June 16, 2021 6:20:59 pm
DiabetesIndia, the Indian task force on diabetes, has released an advisory document for doctors on the various strategies to manage hyperglycemia (high blood sugar levels) in Covid patients on steroids.
Published in the journal Diabetes and Metabolic Syndrome: Clinical Research & Reviews, the document provides “awareness on steroids and hyperglycemia, adverse outcomes of elevated blood glucose levels and, advice at the time of discharge.”
Highlighting the impact of steroids, the advisory reads, “While it is lifesaving in several individuals with Covid-19 infection (from moderate to severe), its pharmacological action increases blood glucose and poses additional challenges in the management.”
“There is also an ongoing concern on inappropriate timing, dosing and duration of steroid use in COVID-19 among certain sections of the medical fraternity. Hence it is important to understand the risk-benefit ratio and learn how to manage rising blood glucose when steroids are used,” it adds.

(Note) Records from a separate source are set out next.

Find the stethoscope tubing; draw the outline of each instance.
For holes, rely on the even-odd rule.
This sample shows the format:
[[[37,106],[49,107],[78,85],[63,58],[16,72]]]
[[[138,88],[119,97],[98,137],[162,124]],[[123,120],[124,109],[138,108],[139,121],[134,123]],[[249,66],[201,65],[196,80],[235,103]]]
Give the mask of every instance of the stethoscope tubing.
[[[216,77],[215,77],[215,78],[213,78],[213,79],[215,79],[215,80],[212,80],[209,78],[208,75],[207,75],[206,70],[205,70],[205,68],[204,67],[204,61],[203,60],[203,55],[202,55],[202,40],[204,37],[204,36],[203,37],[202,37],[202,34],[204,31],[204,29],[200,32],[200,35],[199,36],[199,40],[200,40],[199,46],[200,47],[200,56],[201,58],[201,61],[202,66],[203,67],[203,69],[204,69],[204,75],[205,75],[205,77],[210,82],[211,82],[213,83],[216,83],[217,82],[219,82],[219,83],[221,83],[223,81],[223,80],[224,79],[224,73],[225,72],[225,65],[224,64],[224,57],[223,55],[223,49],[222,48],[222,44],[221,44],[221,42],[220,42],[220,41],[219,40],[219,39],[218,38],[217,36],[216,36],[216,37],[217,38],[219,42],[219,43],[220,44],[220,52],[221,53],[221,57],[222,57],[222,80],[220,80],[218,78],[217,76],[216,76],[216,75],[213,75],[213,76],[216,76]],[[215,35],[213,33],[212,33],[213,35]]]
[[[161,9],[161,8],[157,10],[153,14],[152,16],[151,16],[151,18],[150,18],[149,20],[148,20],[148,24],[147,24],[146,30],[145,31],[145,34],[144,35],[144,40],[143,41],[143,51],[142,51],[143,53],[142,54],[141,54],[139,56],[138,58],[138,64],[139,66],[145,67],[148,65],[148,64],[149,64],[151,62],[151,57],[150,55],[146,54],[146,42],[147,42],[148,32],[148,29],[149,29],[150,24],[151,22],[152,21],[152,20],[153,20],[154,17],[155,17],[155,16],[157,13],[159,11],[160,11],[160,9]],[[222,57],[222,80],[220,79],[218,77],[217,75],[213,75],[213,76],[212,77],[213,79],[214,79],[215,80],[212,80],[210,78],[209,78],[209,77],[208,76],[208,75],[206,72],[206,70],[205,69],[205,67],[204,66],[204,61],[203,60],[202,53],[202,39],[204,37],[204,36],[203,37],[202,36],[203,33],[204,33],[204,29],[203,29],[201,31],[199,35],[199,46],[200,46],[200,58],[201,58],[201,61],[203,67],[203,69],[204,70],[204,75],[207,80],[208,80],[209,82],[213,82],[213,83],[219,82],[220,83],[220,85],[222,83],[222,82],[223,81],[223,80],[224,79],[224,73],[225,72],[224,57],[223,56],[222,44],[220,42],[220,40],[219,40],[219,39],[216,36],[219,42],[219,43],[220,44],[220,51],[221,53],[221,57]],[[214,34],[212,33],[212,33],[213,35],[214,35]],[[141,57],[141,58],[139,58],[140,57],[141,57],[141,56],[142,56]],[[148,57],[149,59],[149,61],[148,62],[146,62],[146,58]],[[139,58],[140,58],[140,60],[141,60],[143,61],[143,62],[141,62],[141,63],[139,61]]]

While many people with diabetes have been infected with COVID, health experts have also pointed that uncontrolled diabetes, coupled with Covid is the reason behind the spike in mucormycosis. AIIMs director Dr Ranadeep Guleria also linked the rise in infections to the “irrational use of steroids” in treatment.
“Those who are diabetic and Covid positive and being treated with steroids will see a surge in their sugar and may need to go onto insulin (if they are taking tablets),” Dr Danendra Sahu, associate consultant, endocrinology, Fortis Hospital Shalimar Bagh, told indianexpress.com.
“Similarly non-diabetic Covid patients who are treated with steroids will see a surge in their sugar and may need to be put on insulin for some time or given oral medicines. In this case also, good modification is very important,” the doctor added.
Steroids can increase blood sugar levels in various ways:
*Increase the hepatic gluconeogenesis or production of glucose from the liver by enhancing the effect of counter-regulatory hormones.
*Block the action of insulin and increase insulin resistance.
*Reduce uptake of glucose by the muscles and adipose tissue.
*May even reduce the action of Beta cells directly.
The advisory suggested that treatment of blood glucose is “necessary and must be immediate” to avoid complications and improve recovery rate. It gives detailed guidelines for a physician on diagnosis and treatment of hyperglycemia, including management of blood glucose levels and adjustment of insulin, based on various scenarios.
As for the advice at the time of discharge, here’s what experts recommended:
*Comprehensive diabetes management including diet and lifestyle advice.
*Risks associated with hyperglycemia and hypoglycemia.
*Blood glucose monitoring at home and dosage adjustment as per patient requirement.
*Self-Injection technique and site rotation.
*Foot care and sick day rules.
*Advice on reducing insulin as Steroid dosage gets tapered.
*Those with ‘stress-induced diabetes’ to continue monitoring and to seek the help of the physician for future prevention of diabetes.
“The COVID-19 pandemic has opened our eyes to the importance of controlling hyperglycemia. The focus of diabetes management over the years has moved towards an individualised approach towards reduction of cardiovascular disease, kidney disease and microvascular complications,” the document further states.